The medical coordinator of Médecins Sans Frontières in Jerusalem, Dr. Natalie Thurtle, describes in a shocking way what she sees and lives in the last 24 hours of the escalation of violence in the region.
One of the first patients I saw was Aliya *. She shouts as we take off her jeans as softly as possible to examine her. It’s 12 years old. She has a dark bruise the size of a man’s fist on the top of her thigh. It is not a fist, it is a rubber ball. Aliya was shot while walking with her mother near her home . I ask her her weight, to calculate the right dose of analgesic that will relieve her pain. He weighs only 28 kilos and was shot. She can not walk, we are worried that she has a fracture in her thigh. We take her to the hospital for an x-ray.
My colleague Andy sews a 14-year-old boy, Walid. He was hit in the face by a rubber bullet, less than an inch from his left eye. He had the least luck not to lose his eye. A boy who was initially treated by the Palestinian Red Crescent and taken to hospital immediately lost his left eye to a similar injury. The image of this injury flashes in my mind as I watch Andy and Rajah, our Palestinian Red Crescent colleagues, skillfully take care of Walid’s face. No one accompanies the 14-year-old. He waits for a few hours as we watch the head injury. None of his relatives can come to see him. I wonder if the person who shot him thinks what it is like for a 14-year-old to lose his eye.
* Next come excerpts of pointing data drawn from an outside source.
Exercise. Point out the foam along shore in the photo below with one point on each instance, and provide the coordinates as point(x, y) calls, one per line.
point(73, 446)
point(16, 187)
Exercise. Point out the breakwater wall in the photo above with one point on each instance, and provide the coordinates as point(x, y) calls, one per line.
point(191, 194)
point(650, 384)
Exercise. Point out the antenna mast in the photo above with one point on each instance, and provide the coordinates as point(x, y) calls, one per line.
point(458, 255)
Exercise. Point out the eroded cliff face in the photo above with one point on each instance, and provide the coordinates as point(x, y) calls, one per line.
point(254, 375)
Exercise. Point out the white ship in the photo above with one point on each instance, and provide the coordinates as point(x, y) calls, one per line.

As the sun sets we share a meal with our colleagues. A little later, there is a mass influx of ambulances, 15 patients arrive within ten minutes, the team works quickly and effectively to treat the incidents and locate those who need to be transported immediately to the hospital. We see someone who has been injured in the neck, someone else with a gunshot wound to the lung. An older man with a head injury. He has a reduced level of consciousness and this makes us suspect bleeding in the brain.
I smell the skunk – clearly. A chemical that smells like a mixture of feces and rotten flesh. Israeli police fired water cannons. Maha, a young woman in a headscarf, is transported to a treatment ward. She was shot in the buttocks with a rubber bullet, then fell and injured her elbow after being shot, and was finally sprayed with liquid skunk while lying on the ground. It is everywhere on her face, in her handkerchief and in her clothes. He has vomited because the smell is so strong. She feels that she has lost all her dignity .. It is late and hot tears are running from my eyes, from the smell but also from seeing what they have done to this woman. I put all this aside and we start helping her.
We hear that ambulances have blocked the entrance to parts of the old city. We wonder if there are patients who have to come and can not. Suddenly another wave of wounded comes. We continue until the team of Doctors Without Borders arrives to do the next shift, while our colleagues from the Palestinian Red Crescent remain, they will stay overnight if needed.
I can not but refer to the incredible work of paramedical specialties that we work in parallel. They have been caring for victims of violence for days and successfully managing the complex needs of this vulnerable population for many years. There are no words to describe the impact of their work, the power and the light they bring.
The narrative that exists that those affected by this violence deserve it is somewhat wrong. The people I see and care for are children and women and men like me and my family. These people happen to be Palestinians.
On Monday, Médecins Sans Frontières began supporting the Palestinian Red Crescent in the Wadi al-Joz area of Jerusalem to assess the situation and stabilize hundreds of Palestinians who have been injured by Israeli police. Médecins Sans Frontières has been in the Gaza Strip for over twenty years and is ready to support local health authorities to provide vital medical care to those in need.